Om te beginnen heeft het verschil tussen de twee waarden gevolgen voor de leeftijd van het heelal, waarbij er in één geval meer dan een miljard jaar van het bestaan van het heelal wordt afgesnoept. “Een verandering van de Hubble-constante van 67,4 naar 73,5 zou betekenen dat het heelal sneller uit elkaar zou vliegen dan eerder werd aangenomen en dus jonger zou zijn dan de momenteel geaccepteerde leeftijd van 13,8 miljard jaar,” aldus Mortlock. “In feite zou dat neerkomen op 12,7 miljard jaar.”
En dat levert problemen op. Er zijn enkele zeer oude sterren in het heelal met een geschatte leeftijd van rond de 12 miljard jaar, en dat maakt een geherwaardeerde kosmische chronologie een beetje moeilijk te verteren. Het duurt tenslotte lang voordat sterren zijn gevormd.
Dat is echter niet het echte probleem, zegt Mortlock. “Het fundamentele probleem is dat twee verschillende cijfers voor de Hubble-constante, gemeten vanuit verschillende perspectieven, het kosmologische model dat we van het heelal hebben gemaakt, gewoon ongeldig zouden maken. We zouden dus niet kunnen zeggen wat de leeftijd van het heelal was totdat we onze natuurkunde op orde hadden.”
Door de onafhankelijke bevestigingen is Riess er steeds zekerder van geworden dat er een fundamentele discrepantie in het spel is, een discrepantie die niet te wijten is aan methodologische fouten of vergissingen in de waarnemingen, maar aan een eigenschap van ons universum waarvan wetenschappers tot nu toe geen flauw benul hadden. “Ik denk dat er iets interessants aan de hand is,” zegt hij. “
Maar als meetfouten niet langer kunnen worden beschouwd als een oorzaak van de verschillen in Hubble-constante-waarden, welke nieuwe concepten zouden deze discrepantie dan kunnen verklaren? Astronomen hebben al een aantal suggesties gedaan.
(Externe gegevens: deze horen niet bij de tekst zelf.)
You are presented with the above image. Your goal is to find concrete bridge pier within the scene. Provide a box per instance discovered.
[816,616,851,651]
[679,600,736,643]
Eén idee stelt dat het heelal een nieuwe klasse subatomaire deeltjes bevat die zich dicht bij de lichtsnelheid bewegen. Deze entiteiten worden donkere straling genoemd en zouden ook reeds bekende deeltjes zoals neutrino’s kunnen omvatten. Deze zouden van invloed zijn op de snelheid waarmee het heelal uitdijt.
Een ander idee is dat er niet lang na de oerknal een speciale, intense episode van donkere energie heeft plaatsgevonden, waardoor het heelal sneller uitdijde dan astronomen tot nu toe hadden aangenomen.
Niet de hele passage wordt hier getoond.